About two years ago, B.J. came home from work one day and unexpectedly found dinner waiting for him on the table.  He gave me a puzzled look and said, “Who are you and what have you done with my wife”?

 

After 22 years of marriage, I had decided to start cooking.  It’s not that I was completely incapable before, but I never really wanted to spend my time on meal planning/preparation.  It was also common for me to substitute for ingredients that I didn’t have on hand, so very few things I fixed ever tasted like they were supposed to.  (And we usually spent our dinnertime trying to figure out what I’d messed up and/or why it didn’t work).  Turkey sandwiches, salads and cereal had to be my go-to meals because you can’t really mess those things up!

One of the things I’ve learned on my cooking journey is the need for a binding agent.  Have you ever forgotten the eggs in a batch of cookies?  They turn into a runny mess.  You must have something to hold all the ingredients together.  While you can’t really taste the binder, the recipe simply doesn’t work without it.

Take a look at the first three verses of 1 Corinthians 13, do you notice that before he “defines” love Paul describes it as a binding agent?  Spiritual gifts and good works are useless without love.  It holds everything together, nothing works without it.

Love is selfless – (1 Corinthians 13:4-6)

True love is completely selfless.  It is directed at others, not ourselves, all the time.  This is hard to wrap our brains around because true love is so rare in our society.  Because of sin, humans are inherently selfish beings.  In fact, it is impossible for us to be completely selfless and truly love others without God’s help to put others ahead of ourselves.

Love is 100% effective – (1 Corinthians 13:7-8)

In my job, I regularly provide my staff feedback on their written and verbal communication because effective communications are most often how we gain buy-in from our leaders and business partners.  What we say has to be said/written in a way our audience can easily understand and it has to be completely accurate.  One of my guiding principles is to avoid using the words ever, never, any and always.  Why?  Because very few things in business are 100%, there is almost always an exception to the rule.  (Do you remember I’ve spent a lot of my professional career in Audit?).

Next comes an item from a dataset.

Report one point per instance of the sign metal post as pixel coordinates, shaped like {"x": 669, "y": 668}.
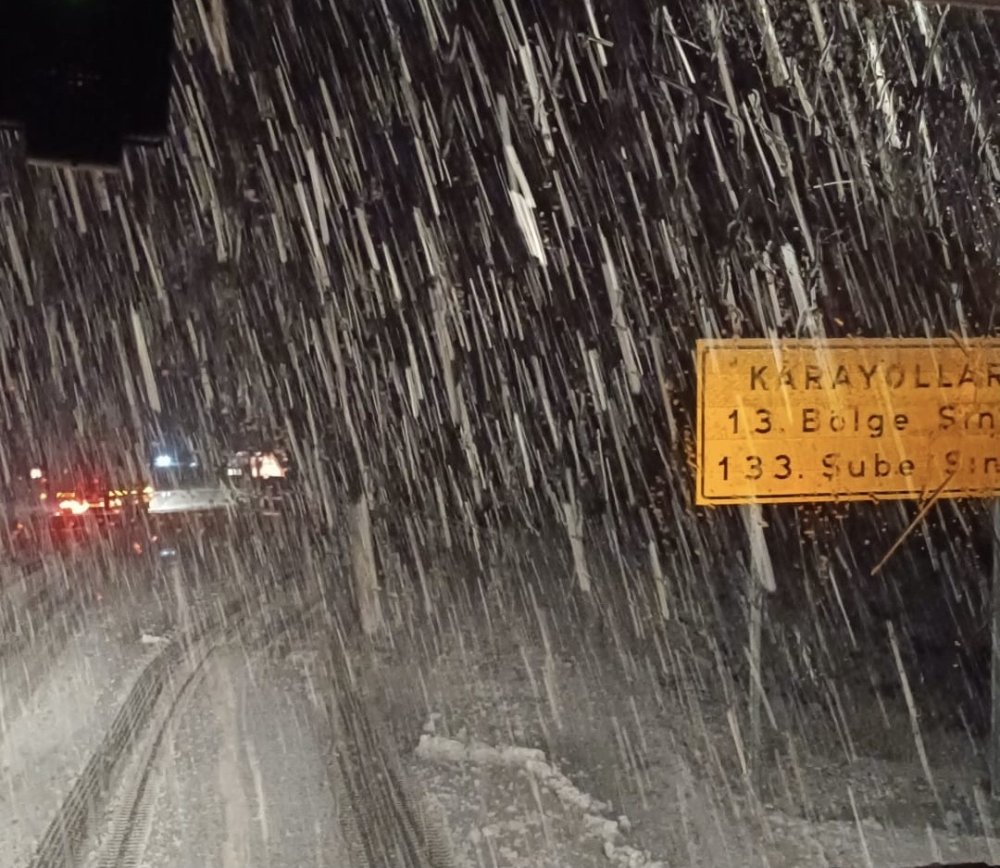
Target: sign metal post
{"x": 831, "y": 420}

Do you notice how Paul describes love in verses 7 and 8?  The New International Version translates it as always, always, always, always and never.  When it comes to genuine love, my guiding principle isn’t correct.  One-hundred percent of the time, true love protects, trust, hopes and perseveres.  It never fails.

Love is the greatest of all human qualities – (1 Corinthians 13:13)

In verse 13, Paul says three things will endure – faith, hope, and love.  He then says love is the greatest of the three.  Why?  Back to the concept of a binding agent, without love nothing else holds together.  My Life Application Study Bible describes it this way – Faith is the foundation and content of God’s message; hope is the attitude and focus; love is the action.

Think about this – you can know everything there is to know about what it takes to run a marathon.  You can have all the right equipment, have followed a training plan perfectly, and have perfect conditions (which look like a completely flat course, cool temperatures and no wind in my mind).  BUT, if you don’t take action and actually show up and run the race, it is all for nothing.  The same is true with love.  We can know everything there is to know about God’s word and have perfect conditions to follow it, but until we put it into action and start loving others, it is all for nothing.

Love is a game changer.  1 John tells us God is love.  Not God has love or God loves, but God IS love.  It is his very nature.  People should be able to tell we are Christfollowers because they see us genuinely loving others.

Dear friends, let us love one another, for love comes from God. Everyone who loves has been born of God and knows God. Whoever does not love does not know God, because God is love Dear friends, since God so loved us, we also ought to love one another. No one has ever seen God; but if we love one another, God lives in us and his love is made complete in us (1 John 4:7, 11-12).